If Congress won’t pass Section 230 legislation for combating child exploitation (see 2003090065), the alternative is a liability protection carve-out, Senate Judiciary Committee Chairman Lindsey Graham, R-S.C., told reporters Wednesday after a committee hearing. He introduced legislation with Sen. Richard Blumenthal, D-Conn., Senate Judiciary Committee ranking member Dianne Feinstein, D-Calif., and Sen. Josh Hawley, R-Mo., that would alter the Communications Decency Act section. Companies would have to comply with best practices for filtering child abuse content or face lawsuits from victims. The legislation would establish a commission of government officials, industry representatives and experts to certify best business practices.
The House passed legislation 278-136 Wednesday that would end NSA’s call detail records program (see 2003100031). The chamber was considering amendments in the early evening. Sens. Mike Lee, R-Utah, and Rand Paul, R-Ky., plan to block the legislation, which revises and renews the Foreign Intelligence Surveillance Act. It “doesn’t fix what’s wrong with FISA. It would not have stopped the spying that occurred against” President Donald Trump, Lee tweeted: “I will do everything I can to oppose it in the Senate,” and if it passes, Trump should veto it. “It is by no means a perfect bill,” Judiciary Committee Chairman Jerry Nadler, D-N.Y., said on the House floor Wednesday. “There are many other changes to FISA that I would have liked to have seen here -- but this bill includes important reforms.” USA Freedom Act Section 215 surveillance authorities are to expire Sunday. Attorney General William Barr announced support for the House compromise. The House bill contains “new requirements and compliance provisions that will protect against abuse and misuse in the future while ensuring that this critical tool is available when appropriate to protect the safety of the American people,” Barr said. That Barr, who helped craft the phone records program, supports the bill “is further proof that the bill is utterly inadequate,” said American Civil Liberties Union Senior Legislative Counsel Neema Singh Guliani. The ACLU wrote lawmakers opposing the House legislation, saying the changes “are minimal -- in many cases merely representing a codification of the status quo.”

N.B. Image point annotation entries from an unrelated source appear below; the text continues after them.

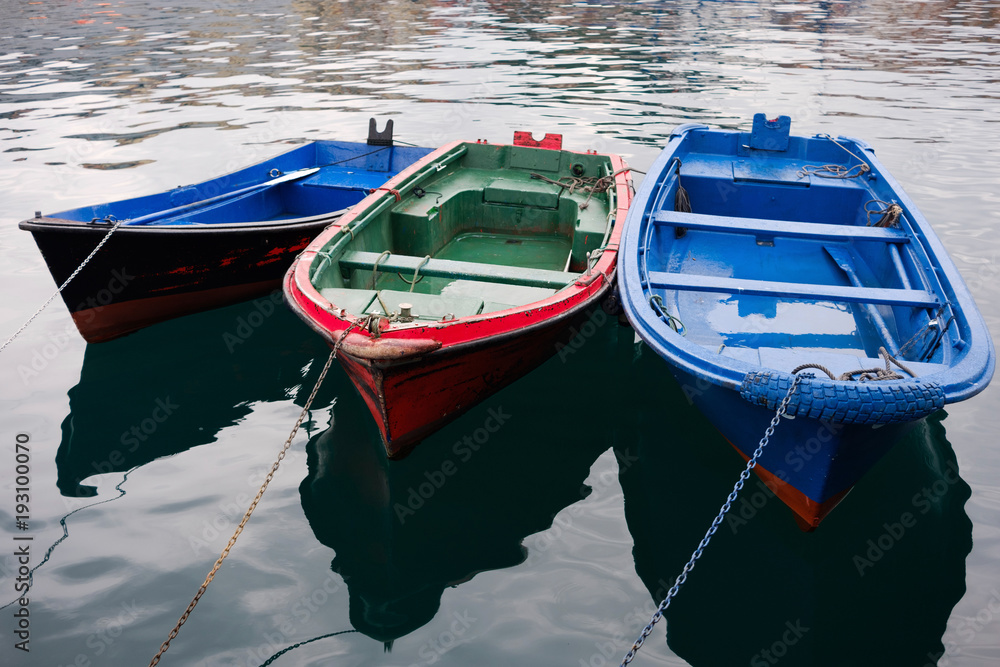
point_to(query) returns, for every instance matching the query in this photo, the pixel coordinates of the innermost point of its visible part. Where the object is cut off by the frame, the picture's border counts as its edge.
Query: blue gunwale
(974, 355)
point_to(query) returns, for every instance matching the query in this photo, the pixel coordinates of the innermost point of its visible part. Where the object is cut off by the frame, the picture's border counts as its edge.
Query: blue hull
(209, 244)
(748, 257)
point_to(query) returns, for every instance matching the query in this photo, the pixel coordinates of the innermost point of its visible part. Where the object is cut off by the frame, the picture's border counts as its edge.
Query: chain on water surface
(697, 553)
(62, 287)
(246, 517)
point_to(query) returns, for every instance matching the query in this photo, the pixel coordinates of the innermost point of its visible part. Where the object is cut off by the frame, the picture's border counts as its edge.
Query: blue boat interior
(269, 191)
(779, 264)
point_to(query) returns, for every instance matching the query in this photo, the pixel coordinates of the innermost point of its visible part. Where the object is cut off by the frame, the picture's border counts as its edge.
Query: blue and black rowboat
(211, 244)
(750, 257)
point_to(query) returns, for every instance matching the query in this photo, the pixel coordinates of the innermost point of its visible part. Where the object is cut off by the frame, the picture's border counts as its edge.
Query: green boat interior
(481, 229)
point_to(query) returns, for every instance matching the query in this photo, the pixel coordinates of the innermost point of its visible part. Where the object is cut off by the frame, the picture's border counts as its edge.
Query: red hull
(103, 323)
(412, 399)
(416, 379)
(807, 512)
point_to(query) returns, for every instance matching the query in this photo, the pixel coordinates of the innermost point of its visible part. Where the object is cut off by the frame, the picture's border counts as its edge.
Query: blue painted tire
(880, 402)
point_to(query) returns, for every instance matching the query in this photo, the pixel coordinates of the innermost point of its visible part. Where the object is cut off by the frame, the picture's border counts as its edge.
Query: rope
(866, 374)
(253, 506)
(303, 643)
(674, 322)
(62, 522)
(890, 214)
(589, 184)
(835, 170)
(63, 286)
(726, 506)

Democratic Sens. Amy Klobuchar (Minn.), Richard Blumenthal (Conn.) and Cory Booker (N.J.) introduced legislation Tuesday that would require dominant companies to prove their exclusionary conduct doesn’t harm competition. Klobuchar, ranking member of the Senate Antitrust Subcommittee, announced the legislation during a subcommittee hearing (see 2003090037). Yelp Senior Vice President-Public Policy Luther Lowe said he knows dozens and dozens of CEOs who don’t speak publicly about Google’s anticompetitive behavior due to fear of retaliation.
The Senate Intellectual Property Subcommittee will explore site blocking as a form of internet piracy prevention, Chairman Thom Tillis, R-N.C., told us Tuesday after a hearing. Ranking member Chris Coons, D-Del., said he’s “open to it,” and it needs to be weighed against the speech concerns.